You can never know for sure if any method works on a particular dataset. You can however get a rough estimate by using past A/B tests. For example, an A/B test with control and treatment populations was executed for some period. Comparing the average KPI between those two groups yields an **unbiased** estimate of the actual impact. This serves as our “Gold standard.”

We’ll name the segment of users in the period before the test “pre-control.”

Comparing the pre-control population to the treatment population is analogous to the comparison we do in a before-after analysis.

Using many different tests, we can compare the “Gold standard” estimates with the “before-after” estimates to see how close they tend to be.

Working at Loops I have access to hundreds of A/B tests from dozens of clients using our system. Using the above method, we’ve found that the algorithm has vastly superior accuracy to a simple before-after comparison. This algorithm is now an integral part of Loops’ release impact analysis.

Investing resources wisely

Next time you do a “before-after” analysis, account for the biases introduced by time and changes in mix of business.
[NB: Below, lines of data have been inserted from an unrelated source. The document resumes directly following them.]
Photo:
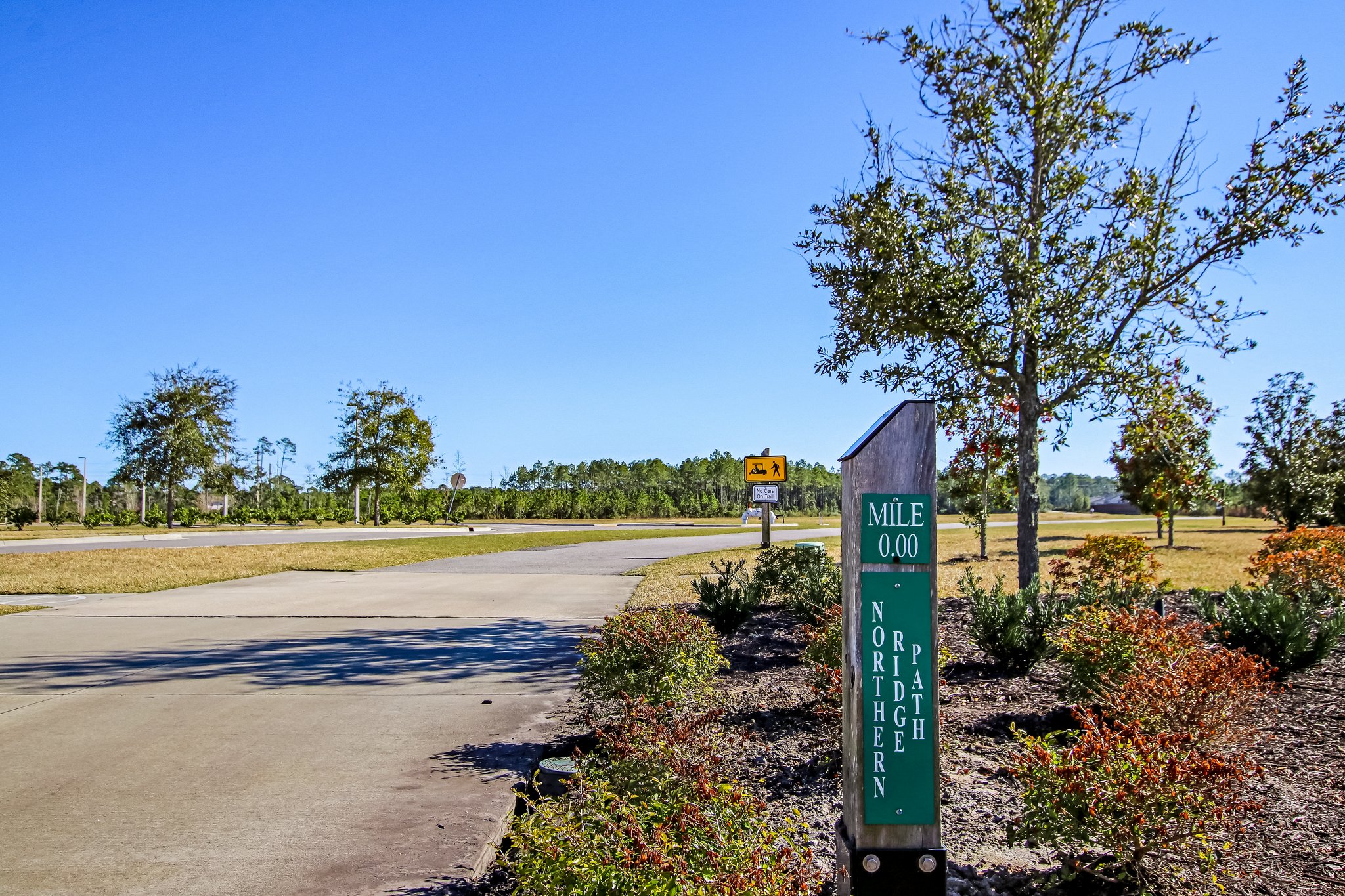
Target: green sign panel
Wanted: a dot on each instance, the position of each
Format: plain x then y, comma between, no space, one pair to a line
894,528
899,708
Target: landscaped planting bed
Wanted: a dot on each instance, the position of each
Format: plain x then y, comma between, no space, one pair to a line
1270,752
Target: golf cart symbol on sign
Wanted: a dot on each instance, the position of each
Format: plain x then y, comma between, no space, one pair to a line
770,468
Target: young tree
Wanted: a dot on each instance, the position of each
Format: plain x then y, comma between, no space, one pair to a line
1164,463
381,440
1036,253
178,430
981,475
18,479
286,452
1287,465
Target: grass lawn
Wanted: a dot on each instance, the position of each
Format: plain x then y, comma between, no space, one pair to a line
6,609
136,570
1207,555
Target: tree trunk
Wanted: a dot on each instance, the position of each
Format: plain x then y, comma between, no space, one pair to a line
1029,499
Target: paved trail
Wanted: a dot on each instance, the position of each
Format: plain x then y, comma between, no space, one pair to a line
298,734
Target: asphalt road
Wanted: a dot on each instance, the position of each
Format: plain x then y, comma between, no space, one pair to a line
295,735
202,539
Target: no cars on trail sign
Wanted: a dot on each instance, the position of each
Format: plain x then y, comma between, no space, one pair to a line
766,494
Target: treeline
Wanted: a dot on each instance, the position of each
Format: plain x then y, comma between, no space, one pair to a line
1059,492
698,486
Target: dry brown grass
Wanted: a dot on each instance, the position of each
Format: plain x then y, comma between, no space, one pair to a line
6,609
1207,555
137,570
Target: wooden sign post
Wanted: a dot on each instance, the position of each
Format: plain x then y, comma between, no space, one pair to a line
888,840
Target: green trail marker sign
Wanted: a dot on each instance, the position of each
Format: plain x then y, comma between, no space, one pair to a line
889,837
894,528
899,688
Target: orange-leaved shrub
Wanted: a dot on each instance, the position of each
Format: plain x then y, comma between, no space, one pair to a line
1116,794
1099,645
1296,562
1160,757
651,813
1107,561
1211,695
661,654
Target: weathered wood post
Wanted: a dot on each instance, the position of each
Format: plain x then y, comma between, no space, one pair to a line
889,840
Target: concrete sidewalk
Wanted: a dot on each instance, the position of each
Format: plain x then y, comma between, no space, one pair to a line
299,734
309,733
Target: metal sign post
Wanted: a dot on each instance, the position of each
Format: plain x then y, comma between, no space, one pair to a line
888,839
766,468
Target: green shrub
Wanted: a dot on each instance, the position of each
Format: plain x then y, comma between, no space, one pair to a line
22,516
730,598
806,582
649,815
1013,628
1287,631
659,656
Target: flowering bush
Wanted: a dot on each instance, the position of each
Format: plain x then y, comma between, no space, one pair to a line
650,813
1099,647
1116,794
1107,561
1294,562
1208,695
661,654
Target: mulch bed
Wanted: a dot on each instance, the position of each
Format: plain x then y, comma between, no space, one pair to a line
1294,847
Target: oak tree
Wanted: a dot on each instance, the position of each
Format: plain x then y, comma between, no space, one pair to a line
178,430
381,440
1042,251
1162,458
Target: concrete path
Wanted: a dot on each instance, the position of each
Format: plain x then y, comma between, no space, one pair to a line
300,734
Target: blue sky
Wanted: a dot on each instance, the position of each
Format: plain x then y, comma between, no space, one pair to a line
567,226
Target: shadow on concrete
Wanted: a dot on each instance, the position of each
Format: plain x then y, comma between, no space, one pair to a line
530,652
490,761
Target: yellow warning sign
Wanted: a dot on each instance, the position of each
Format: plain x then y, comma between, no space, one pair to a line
771,468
Simply conducting a before-after comparison runs the risk of providing a false sense of confidence or wrongful feature rollback.

There’s a more underlying issue with how you look at data. You spend tons of R&D and product resources on building features that should move your metrics. But with the naive method I described, you don’t know if your actions impact your KPIs the way you want, you don’t learn, and you can’t improve. In other words, you just shoot in the dark, hoping for the best.

But as I’ve demonstrated, there’re ways to ensure your resources are invested more thoughtfully and justifiably.